Grudzień 2006. Rozwścieczony tłum miłośników opery dokonuje zmasowanego wygwizdu. Jego celem jest Roberto Alagna, który ośmielił się arię Celeste Aida (Niebiańska Aido) zaśpiewać źle. Rozwścieczony tenor opuszcza scenę mediolańskiej La Scali, wygrażając pięścią. Jego kolejne występy zostają odwołane. Alagna tłumaczy się później zachwyconej skandalem prasie: „Mam problemy zdrowotne. Poszedłem za kulisy tylko na chwilę, żeby wypić zbawienną dla mnie szklankę wody z cukrem. W tym czasie moje miejsce zajął podstępny dubler.“

Styczeń 2009. Ukazuje się płyta „Sycylijczyk“ Roberto Alagni, poświęcona pieśniom jego korzeni. (Roberto wychował się we Francji w rodzinie Włochów, którzy nad Sekwanę przybyli szukać lepszego życia.) W pieśniach tych zaklęte są dwie tęsknoty – za dzieciństwem i za mityczną, wielokulturową krainą przodków.
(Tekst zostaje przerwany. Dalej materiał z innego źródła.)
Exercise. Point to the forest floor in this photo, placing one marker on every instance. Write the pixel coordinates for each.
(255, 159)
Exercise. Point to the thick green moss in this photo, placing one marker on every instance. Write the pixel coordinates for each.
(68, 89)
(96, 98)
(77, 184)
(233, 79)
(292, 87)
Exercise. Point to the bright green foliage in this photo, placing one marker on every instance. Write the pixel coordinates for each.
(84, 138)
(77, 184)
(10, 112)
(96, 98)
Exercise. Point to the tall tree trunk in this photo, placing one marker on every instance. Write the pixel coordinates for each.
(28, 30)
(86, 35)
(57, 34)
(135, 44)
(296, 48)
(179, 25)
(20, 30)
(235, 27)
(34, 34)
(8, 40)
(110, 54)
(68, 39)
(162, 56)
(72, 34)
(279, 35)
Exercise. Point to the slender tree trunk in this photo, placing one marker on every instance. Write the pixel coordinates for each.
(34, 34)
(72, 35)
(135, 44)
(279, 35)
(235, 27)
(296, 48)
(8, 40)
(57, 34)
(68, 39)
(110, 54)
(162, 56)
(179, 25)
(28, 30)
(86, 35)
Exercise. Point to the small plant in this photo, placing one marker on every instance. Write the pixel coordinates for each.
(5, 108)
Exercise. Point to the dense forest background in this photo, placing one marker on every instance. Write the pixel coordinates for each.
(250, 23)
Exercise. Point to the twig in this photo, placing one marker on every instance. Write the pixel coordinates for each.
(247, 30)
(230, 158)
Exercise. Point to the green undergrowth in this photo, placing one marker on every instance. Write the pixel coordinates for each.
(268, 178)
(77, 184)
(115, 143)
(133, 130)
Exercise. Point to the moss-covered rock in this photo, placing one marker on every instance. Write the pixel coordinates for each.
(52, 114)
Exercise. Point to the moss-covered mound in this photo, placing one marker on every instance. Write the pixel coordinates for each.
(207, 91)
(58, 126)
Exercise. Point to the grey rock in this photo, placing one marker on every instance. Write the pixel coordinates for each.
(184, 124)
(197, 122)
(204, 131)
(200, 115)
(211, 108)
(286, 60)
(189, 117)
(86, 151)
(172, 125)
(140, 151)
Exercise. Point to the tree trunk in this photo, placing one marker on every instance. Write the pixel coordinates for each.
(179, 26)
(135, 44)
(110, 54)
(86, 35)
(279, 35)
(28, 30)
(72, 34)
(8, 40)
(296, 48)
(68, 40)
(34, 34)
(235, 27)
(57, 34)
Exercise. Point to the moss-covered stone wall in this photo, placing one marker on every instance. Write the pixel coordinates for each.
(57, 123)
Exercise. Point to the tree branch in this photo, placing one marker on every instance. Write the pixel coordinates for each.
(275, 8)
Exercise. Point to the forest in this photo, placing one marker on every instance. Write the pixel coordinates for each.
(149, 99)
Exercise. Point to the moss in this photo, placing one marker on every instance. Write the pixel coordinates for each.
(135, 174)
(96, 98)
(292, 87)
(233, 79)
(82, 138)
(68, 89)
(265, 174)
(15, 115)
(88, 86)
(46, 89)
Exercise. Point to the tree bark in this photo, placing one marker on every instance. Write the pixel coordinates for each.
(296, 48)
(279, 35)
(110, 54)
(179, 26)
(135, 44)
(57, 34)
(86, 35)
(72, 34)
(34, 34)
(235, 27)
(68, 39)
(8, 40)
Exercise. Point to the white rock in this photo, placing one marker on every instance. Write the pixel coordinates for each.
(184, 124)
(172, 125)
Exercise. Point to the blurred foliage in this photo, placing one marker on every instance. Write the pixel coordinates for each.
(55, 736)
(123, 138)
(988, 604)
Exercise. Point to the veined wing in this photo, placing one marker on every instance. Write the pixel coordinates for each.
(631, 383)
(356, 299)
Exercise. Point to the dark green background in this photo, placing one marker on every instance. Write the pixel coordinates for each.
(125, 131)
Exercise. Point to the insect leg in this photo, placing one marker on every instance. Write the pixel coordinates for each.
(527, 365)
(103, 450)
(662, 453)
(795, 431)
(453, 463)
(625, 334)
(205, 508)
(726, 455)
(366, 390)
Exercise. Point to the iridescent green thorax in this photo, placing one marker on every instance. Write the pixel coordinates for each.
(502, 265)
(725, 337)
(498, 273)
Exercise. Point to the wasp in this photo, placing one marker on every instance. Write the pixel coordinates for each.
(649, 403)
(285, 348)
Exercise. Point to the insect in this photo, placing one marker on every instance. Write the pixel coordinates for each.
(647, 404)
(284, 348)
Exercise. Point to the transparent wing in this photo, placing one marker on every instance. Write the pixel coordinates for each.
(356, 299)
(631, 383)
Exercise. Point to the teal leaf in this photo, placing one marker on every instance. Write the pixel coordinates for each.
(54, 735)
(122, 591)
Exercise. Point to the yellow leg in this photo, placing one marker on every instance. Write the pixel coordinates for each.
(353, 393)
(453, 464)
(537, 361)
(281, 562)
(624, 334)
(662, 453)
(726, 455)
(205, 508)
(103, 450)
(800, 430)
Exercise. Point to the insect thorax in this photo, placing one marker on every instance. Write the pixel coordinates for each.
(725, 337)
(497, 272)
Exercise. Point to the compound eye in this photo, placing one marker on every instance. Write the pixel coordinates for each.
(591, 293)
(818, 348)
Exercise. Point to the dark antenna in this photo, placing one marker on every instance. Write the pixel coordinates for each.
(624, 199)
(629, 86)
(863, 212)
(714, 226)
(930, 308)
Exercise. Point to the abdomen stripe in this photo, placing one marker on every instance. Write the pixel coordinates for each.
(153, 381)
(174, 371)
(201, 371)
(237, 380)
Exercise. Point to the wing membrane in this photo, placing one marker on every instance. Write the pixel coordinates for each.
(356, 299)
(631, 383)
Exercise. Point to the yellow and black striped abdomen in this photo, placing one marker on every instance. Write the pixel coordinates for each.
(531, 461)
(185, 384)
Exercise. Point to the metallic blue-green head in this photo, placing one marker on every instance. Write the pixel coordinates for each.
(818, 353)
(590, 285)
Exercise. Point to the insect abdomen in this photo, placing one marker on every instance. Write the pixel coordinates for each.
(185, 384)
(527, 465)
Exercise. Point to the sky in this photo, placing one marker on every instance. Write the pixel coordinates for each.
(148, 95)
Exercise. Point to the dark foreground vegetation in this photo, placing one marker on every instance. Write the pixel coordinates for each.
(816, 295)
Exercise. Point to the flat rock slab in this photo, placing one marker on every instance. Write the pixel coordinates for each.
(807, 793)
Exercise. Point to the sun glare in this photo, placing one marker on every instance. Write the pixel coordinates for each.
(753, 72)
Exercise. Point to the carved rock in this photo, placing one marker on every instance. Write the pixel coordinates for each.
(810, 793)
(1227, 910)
Sycylię w ciągu wieków zdobywały i zamieszkiwały różne ludy, od Greków i Fenicjan, przez Rzymian i Wandali po Arabów i Francuzów. Alagna tę wielokulturowość stara się odnaleźć w swoim śpiewie. Zmienia barwy i akcenty. Chwilami jego struny głosowe drżą melizmatyczną tęsknotą za muezzinem. Zdarza się też, że rozpędzony język wypuszcza się na wody Morza Tyrreńskiego, mija Neapol i wiosłuje na północ w poszukiwaniu gondoli. Miło się z nim płynie, chociaż nie sposób wyzbyć się myśli, że tenor wciąż pała żądzą zemsty. Czy rzeczywiście?

Trudno stwierdzić to jednoznacznie. Trudno jednak oprzeć się wrażeniu, że utwór Parla più piano, czyli temat z Ojca chrzestnego w aranżacji wszechstadionowej, trafił na płytę „The Sicilian“ w tym tylko celu, aby rozwścieczonych miłośników opery zmusić do sięgnięcia po szklankę zbawiennego dla zdrowia napoju. Tyle że tym razem woda z cukrem na pewno nie wystarczy.

Nagranie:

Roberto Alagna, The Sicilian,
Deutsche Grammophon 2009.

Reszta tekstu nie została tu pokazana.